The United Kingdom voted in favor of Brexit, or exiting the European Union, on Thursday, but finalizing the terms of that severance could take years. So, what will happen if the U.K. leaves the EU? It is predicted to affect the global economy, immigration, control of Parliament, and much, much more.
It's important to note that, while the votes are in, the Brexit referendum is not the final say. This decision could still be overturned or overruled, but, according to the BBC, "it would be seen as political suicide to go against the will of the people as expressed in a referendum." As of now, the decision stands. The EU does have a system in place for this process, and it's laid out in Article 50. The basics of the operating document are that, once Britain announces its intentions to the EU (which it has not formally done yet), it will have two years to negotiate a treaty to replace its former bonds of EU membership. It will not be easy; leaders on both sides will have to come to agreements about everything from trade and taxes, consumer regulations, and immigration.
Britain may look to Norway during those negotiations. According to the Express, Norway is not a member of the EU, but it has adopted many of its regulations, standards, and programs so that Norway have continued access to the European Common Market and other member benefits.
As for what will happen, some ripple effects are already in motion. This morning, Prime Minister David Cameron announced he was stepping down, according to BBC News. Though he has always been a dissenter of leaving the EU, he pledged to hold the referendum back in 2015 to quell critics within his party. According to the Guardian, in 2015 Cameron warned voters of being swayed by UKIP (the party that pushed for Brexit — and won). He said, "To them, pessimism equals patriotism."
After predictions showed the "leave" vote winning, the market went into a free fall. The pound sterling dropped to a 33-year low against the dollar, according to CNBC. The value of the euro also dropped, driving stocks down and causing a lot of uncertainty for investors and business owners. But, this is just the beginning. The Salt Lake Tribune reported on the period of volatility that would follow the referendum results, and, unfortunately, experts interviewed said the period may be an extended one. According to The Economist, Brexit could shrink the British economy by as much as 7.5 percent by 2030. That change, though it seems small, would have huge effects on British business and trade relationships.

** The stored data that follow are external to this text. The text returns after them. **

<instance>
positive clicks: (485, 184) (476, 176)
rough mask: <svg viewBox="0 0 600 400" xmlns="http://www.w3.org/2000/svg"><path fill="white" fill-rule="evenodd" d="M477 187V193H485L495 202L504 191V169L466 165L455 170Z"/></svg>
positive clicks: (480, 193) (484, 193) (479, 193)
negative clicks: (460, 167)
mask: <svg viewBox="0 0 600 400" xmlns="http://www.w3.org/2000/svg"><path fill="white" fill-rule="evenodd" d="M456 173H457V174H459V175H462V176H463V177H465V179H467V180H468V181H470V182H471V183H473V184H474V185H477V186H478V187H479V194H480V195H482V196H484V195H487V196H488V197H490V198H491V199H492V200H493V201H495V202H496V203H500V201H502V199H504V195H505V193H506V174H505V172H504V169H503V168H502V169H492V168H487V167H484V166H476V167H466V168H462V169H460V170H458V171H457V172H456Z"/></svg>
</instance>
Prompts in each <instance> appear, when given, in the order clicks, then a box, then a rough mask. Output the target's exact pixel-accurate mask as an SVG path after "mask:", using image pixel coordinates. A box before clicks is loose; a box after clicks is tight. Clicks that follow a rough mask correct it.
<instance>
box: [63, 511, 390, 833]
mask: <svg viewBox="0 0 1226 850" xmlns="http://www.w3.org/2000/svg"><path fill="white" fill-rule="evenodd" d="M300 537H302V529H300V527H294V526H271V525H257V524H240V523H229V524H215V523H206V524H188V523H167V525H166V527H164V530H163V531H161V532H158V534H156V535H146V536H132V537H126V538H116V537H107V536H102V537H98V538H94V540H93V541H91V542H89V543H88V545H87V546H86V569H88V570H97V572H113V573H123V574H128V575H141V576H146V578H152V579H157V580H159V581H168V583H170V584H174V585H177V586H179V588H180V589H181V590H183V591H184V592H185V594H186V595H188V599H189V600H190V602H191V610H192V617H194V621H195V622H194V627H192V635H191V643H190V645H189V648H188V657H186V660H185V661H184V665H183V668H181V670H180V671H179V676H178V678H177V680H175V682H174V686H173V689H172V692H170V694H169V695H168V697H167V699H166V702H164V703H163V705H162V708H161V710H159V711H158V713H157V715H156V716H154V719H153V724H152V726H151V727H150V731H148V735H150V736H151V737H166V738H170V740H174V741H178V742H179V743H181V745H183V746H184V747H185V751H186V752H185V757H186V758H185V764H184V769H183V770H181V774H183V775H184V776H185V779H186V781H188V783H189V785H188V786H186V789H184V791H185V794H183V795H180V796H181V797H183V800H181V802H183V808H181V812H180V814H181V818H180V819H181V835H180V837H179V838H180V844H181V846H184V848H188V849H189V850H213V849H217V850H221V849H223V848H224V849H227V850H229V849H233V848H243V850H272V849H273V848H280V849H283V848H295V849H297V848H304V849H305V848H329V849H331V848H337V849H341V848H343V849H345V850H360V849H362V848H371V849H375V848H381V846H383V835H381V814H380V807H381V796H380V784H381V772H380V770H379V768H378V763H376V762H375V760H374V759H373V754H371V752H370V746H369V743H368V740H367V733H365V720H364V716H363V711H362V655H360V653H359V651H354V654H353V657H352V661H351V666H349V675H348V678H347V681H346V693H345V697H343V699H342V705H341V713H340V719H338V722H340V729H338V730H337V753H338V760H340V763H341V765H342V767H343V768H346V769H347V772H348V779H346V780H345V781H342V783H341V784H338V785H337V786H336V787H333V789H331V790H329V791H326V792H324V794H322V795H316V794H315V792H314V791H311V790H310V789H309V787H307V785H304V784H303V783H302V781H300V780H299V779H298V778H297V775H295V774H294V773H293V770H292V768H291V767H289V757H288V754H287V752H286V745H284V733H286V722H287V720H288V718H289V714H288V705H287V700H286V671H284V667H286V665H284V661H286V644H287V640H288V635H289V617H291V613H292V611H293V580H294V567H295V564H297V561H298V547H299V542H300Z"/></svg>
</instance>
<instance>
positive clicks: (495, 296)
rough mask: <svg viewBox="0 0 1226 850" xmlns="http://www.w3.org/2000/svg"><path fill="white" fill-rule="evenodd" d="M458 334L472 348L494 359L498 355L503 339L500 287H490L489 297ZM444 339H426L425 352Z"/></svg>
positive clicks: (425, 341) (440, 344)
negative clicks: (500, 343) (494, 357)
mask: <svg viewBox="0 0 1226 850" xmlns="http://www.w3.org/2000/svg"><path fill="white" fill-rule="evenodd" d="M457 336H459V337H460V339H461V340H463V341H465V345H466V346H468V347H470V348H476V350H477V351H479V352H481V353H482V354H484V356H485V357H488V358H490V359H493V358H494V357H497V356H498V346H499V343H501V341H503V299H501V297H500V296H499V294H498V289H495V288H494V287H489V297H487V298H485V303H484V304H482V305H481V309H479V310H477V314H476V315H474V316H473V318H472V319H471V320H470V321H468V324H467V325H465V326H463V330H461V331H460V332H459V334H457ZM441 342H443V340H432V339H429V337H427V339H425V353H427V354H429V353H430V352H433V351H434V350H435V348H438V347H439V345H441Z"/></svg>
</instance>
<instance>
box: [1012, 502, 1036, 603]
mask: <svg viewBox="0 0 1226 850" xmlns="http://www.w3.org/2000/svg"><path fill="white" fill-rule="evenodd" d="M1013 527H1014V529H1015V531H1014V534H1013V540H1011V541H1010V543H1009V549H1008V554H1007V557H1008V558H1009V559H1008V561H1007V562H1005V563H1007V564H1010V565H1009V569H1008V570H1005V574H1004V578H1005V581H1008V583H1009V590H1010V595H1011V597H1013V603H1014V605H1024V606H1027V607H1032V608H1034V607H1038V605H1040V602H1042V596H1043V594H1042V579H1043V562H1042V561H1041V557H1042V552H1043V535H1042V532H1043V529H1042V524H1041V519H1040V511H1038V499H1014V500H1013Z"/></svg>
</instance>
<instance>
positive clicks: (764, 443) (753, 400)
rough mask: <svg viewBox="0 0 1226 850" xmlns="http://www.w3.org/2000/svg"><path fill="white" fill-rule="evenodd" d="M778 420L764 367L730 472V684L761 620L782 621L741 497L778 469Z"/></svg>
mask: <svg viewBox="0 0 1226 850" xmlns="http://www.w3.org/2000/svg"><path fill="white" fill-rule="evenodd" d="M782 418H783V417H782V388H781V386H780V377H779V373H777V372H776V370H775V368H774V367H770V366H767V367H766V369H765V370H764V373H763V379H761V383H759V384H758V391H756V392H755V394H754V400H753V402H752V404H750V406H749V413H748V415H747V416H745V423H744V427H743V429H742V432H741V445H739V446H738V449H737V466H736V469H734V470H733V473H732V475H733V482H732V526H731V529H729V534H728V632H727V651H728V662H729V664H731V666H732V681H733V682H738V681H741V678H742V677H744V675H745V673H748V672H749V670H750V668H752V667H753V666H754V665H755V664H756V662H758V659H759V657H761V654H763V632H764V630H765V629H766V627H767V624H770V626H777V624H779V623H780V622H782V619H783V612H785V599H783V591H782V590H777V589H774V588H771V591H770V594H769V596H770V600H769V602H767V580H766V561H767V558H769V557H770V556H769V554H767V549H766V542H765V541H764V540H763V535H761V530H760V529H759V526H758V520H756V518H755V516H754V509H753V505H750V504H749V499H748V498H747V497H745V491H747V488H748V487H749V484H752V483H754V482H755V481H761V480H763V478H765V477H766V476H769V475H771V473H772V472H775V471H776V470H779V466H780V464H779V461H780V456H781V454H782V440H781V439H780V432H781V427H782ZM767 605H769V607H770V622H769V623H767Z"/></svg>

This split could also propitiate more disunity for the U.K. According to the BBC, Scotland overwhelmingly supported remaining in the EU, but 44 percent of Scots also think Scotland should have its independence. After Brexit, there may be a renewed movement for Scotland to recast its vote to split from the U.K.
Finally, one of the big uncertainties going forward will be how the government deals with refugees and migration. The EU established a permeability of borders and encouraged free movement among countries. As a result, USA Today reported that 1.2 million British people live in another EU country, and 3 million EU-country citizens live in the U.K. The question now is what will become of them? Movement across U.K. borders will now require visas, residency applications, and citizenship applications. For those who are already in the U.K., they may soon lose the right to continue working in Britain and may even be deported.
It's amazing how influential a ballot cast just last night has been, but the growing pains, turmoil, and volatility are far from over. There are sure to be more unforeseen consequences — in the U.K. and abroad — as the Brexit process continues to unfold.